New Study Suggests That Proposed Rules May Legitimize Unproven Stem Cell Therapies in India
Updated: Feb 3, 2019
A new study released today suggests that draft amendments proposed by India's Central Drugs Standard Control Organization (CDSCO), the national regulatory body for pharmaceutical and medical devices, related to stem cell therapies and stem cell-based products may further legitimize and accelerate the intervention of experimental and unproven stem cell based treatments in patients. The paper entitled “Unproven Stem Cell Therapies in India: Regulatory Challenges and Proposed Paths Forward” was published in Cell Stem Cell, an international peer-reviewed journal supported by the International Society for Stem Cell Research (ISSCR) and is coauthored by Dr. Shashank Tiwari, Research Fellow at the Canadian Institute for Genomics and Society in Toronto, Canada and Prof. Pranav Desai, Retired Professor from the Centre for Studies in Science Policy, Jawaharlal Nehru University in New Delhi, India
Currently in India, hundreds of clinics are actively providing stem cell-based treatments to patients, despite the remarkably stringent guidelines and regulations for fraudulent advertisements and clinical practice. The new study by Dr. Tiwari and Dr. Desai highlights that the CDSCO proposed rules consider stem cells interventions in patients as drugs, when they are derived from substantial or more than minimal manipulation. However, the rules exclude minimally manipulated stem cells from the category of drugs, thus opening the door to legitimizing the use of unproven stem cell treatments. Citing the 2017 ISSCR's letter to the CDSCO, Tiwari and Desai argue that there is a lack of clarity in the proposed rules in defining the minimal and substantial or more than minimal manipulation, including homologous use of stem cells. The authors also claim that the definition proposed by the CDSCO is not aligned with its own National Stem Cell Guidelines, developed by the Indian Council of Medical Research in 2017. This clearly suggests that there is a significant government deficit in stem cell regulations in India.
The analysis further highlights existing regulatory challenges and gaps related to national guidelines, misleading advertisements and the medical practice in India.

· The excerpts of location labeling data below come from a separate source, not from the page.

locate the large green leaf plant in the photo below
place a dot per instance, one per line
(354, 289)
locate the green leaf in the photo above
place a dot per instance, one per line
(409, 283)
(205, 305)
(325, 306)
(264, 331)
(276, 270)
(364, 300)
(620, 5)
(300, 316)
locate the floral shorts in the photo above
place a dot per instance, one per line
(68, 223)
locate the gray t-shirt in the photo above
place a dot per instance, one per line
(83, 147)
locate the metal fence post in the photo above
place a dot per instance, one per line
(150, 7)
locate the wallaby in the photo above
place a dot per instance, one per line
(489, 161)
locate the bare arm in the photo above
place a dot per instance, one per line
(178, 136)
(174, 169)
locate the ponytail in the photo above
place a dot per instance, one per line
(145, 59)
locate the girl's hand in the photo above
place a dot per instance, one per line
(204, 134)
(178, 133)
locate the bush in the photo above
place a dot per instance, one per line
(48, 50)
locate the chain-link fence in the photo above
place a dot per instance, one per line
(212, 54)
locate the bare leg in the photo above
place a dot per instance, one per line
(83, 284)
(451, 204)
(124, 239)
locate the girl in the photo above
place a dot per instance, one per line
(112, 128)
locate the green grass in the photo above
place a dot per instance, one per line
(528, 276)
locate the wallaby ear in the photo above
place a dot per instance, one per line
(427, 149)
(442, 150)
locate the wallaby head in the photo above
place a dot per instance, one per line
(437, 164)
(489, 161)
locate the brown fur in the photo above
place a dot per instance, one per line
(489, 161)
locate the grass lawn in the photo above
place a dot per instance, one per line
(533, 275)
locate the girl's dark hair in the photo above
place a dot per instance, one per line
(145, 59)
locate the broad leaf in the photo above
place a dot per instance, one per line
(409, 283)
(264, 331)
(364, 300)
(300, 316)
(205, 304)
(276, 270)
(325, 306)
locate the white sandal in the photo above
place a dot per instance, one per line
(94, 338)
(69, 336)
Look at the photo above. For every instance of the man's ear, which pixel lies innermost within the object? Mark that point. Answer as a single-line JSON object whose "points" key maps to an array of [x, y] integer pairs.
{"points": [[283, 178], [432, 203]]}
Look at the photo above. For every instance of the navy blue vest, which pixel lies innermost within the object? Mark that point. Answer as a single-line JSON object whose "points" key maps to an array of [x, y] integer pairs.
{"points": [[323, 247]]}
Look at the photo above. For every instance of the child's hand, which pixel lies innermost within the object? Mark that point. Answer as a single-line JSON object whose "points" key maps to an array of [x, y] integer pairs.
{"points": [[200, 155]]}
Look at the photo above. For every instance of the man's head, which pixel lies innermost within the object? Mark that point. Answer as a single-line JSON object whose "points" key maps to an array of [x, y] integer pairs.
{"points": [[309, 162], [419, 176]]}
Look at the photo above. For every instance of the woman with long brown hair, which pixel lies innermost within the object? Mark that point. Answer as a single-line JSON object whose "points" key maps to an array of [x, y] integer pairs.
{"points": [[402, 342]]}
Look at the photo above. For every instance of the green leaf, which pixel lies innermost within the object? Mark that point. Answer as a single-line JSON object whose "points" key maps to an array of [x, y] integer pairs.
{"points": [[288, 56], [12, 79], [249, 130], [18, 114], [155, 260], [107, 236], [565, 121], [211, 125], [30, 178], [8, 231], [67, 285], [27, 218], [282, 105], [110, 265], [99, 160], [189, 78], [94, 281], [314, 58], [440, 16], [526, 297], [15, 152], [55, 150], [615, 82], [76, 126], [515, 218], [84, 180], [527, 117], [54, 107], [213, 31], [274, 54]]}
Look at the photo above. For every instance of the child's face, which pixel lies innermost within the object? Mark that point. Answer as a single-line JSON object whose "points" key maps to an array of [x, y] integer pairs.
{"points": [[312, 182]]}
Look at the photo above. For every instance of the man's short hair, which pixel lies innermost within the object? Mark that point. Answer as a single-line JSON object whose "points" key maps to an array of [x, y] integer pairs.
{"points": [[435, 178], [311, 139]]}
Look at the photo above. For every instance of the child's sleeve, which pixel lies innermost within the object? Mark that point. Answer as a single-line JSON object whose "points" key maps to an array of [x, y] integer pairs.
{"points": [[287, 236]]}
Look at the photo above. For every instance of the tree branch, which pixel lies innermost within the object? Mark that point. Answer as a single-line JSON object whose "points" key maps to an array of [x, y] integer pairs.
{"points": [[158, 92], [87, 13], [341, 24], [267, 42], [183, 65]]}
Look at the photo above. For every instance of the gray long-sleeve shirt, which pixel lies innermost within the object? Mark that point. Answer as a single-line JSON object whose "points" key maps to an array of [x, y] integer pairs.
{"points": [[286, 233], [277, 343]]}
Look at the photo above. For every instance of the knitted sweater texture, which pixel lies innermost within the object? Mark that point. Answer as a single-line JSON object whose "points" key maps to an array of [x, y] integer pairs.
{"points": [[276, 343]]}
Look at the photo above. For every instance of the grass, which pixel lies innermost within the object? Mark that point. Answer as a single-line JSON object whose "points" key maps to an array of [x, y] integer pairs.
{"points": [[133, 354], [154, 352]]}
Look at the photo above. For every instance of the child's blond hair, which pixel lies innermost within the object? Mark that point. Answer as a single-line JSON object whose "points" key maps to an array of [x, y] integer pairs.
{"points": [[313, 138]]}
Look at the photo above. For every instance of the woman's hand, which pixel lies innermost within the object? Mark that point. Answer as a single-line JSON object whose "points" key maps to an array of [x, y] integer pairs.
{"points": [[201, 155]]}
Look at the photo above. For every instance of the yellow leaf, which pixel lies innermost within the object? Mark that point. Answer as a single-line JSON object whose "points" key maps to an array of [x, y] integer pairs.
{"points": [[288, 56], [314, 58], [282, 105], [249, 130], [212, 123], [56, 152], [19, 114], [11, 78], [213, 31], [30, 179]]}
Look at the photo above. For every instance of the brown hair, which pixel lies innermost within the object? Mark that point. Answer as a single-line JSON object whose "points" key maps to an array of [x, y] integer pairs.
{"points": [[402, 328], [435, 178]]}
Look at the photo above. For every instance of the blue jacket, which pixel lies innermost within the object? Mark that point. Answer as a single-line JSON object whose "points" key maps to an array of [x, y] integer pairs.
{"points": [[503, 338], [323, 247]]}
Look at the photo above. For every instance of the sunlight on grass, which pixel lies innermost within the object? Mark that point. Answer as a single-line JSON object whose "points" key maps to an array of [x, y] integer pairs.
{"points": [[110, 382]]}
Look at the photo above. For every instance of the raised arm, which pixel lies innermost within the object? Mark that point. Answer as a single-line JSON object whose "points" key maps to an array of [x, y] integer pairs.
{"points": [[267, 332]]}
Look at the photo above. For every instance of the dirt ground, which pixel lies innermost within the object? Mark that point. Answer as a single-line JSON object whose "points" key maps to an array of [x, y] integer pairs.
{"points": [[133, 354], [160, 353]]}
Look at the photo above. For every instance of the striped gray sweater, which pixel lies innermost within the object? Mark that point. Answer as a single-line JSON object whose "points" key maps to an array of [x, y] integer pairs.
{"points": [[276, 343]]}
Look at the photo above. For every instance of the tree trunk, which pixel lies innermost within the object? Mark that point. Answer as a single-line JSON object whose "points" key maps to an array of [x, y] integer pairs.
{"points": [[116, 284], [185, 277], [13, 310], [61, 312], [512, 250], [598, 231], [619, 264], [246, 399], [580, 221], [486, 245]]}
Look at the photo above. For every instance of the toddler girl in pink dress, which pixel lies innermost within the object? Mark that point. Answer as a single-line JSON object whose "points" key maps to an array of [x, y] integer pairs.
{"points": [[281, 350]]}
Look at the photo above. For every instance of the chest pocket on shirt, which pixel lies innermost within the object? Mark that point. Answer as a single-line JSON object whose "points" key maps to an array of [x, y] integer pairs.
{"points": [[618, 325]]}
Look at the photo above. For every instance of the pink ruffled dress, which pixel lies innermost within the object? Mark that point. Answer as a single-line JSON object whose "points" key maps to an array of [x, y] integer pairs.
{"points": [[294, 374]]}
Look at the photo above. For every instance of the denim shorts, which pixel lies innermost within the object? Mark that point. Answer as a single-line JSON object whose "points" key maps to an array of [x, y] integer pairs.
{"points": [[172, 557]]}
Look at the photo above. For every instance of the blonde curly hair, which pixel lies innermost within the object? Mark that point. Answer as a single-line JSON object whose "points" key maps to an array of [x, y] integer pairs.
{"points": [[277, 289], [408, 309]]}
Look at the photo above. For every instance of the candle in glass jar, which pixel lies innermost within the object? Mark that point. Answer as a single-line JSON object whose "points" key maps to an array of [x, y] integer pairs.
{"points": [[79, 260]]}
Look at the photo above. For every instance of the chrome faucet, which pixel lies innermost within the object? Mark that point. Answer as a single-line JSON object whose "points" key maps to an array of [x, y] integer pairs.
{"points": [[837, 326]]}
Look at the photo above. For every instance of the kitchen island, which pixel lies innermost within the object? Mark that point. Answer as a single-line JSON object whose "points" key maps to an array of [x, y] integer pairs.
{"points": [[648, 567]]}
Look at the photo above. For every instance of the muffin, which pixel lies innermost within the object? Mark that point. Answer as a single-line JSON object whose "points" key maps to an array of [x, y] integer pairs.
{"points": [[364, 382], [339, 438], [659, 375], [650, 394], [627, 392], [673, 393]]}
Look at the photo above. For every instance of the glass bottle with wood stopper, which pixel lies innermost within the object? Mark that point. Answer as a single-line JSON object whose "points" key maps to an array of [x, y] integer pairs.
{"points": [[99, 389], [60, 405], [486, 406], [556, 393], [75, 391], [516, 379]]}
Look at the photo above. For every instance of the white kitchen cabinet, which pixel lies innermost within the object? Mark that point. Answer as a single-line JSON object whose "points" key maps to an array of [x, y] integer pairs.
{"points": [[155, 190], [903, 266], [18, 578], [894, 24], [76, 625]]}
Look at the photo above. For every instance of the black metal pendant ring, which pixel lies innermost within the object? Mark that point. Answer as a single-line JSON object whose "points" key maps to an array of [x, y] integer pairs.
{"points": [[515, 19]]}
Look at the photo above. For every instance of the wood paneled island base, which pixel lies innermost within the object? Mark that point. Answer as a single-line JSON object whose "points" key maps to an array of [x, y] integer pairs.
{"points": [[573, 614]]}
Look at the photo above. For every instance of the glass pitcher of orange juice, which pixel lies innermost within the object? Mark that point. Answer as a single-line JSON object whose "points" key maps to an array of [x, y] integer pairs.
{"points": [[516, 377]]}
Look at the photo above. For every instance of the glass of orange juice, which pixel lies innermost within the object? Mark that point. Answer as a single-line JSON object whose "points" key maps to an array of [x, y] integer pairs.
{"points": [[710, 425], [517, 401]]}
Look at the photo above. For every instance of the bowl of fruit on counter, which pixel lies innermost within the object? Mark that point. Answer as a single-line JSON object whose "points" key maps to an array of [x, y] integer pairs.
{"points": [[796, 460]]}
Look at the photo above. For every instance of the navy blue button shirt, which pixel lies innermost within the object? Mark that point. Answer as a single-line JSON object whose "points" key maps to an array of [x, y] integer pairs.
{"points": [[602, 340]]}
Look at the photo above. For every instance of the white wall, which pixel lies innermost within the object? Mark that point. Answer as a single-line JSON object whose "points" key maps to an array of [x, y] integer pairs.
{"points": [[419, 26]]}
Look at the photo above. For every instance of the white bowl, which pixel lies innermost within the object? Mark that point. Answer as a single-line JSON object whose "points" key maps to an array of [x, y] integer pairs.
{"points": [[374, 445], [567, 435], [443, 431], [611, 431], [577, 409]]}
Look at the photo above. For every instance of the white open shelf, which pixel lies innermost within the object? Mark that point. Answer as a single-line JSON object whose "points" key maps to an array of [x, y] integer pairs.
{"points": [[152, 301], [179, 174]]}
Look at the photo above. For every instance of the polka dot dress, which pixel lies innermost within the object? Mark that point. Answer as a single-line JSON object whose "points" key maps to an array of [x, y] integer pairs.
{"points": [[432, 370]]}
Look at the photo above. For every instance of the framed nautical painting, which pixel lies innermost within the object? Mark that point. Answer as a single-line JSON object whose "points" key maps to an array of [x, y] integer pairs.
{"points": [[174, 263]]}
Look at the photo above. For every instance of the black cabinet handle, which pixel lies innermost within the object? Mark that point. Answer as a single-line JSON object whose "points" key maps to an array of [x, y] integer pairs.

Tiwari and Desai suggest that Indian regulatory authorities should make a better effort to provide a legal backup to the existing guidelines. They argue that minimal manipulation in stem cells should be categorized as a drug, as the exemption of ‘minimal manipulation’ of cells and ‘homologous use’ from the drug approval process has greatly contributed to the mushrooming of establishments providing unproven stem cell therapies worldwide. The authors make a plea to the international community to re-consider whether ‘minimal processing and homologous use’ should be allowed without stringent oversight in the name of ‘clinical innovation’.
India has become a major destination for stem cell tourism for many Canadians. Last year, claims by a New Delhi clinic that it could use a stem cell treatment to make children with Down syndrome “almost near normal” were reported in the National Post and other major national newspapers. The clinic also claimed to have used the same treatment to help paralyzed Canadians walk again. Stem cell experts in Canada have warned that such bold and unsubstantiated claims raise false expectations and contribute to public confusion. Nonetheless, the stem cell tourism phenomenon continues to be a significant public heath issue in Canada and elsewhere. It is worth noting that media hype around stem cell breakthroughs and therapies has been a contributing factor to unrealistic expectations and beliefs that stem cells can cure anything.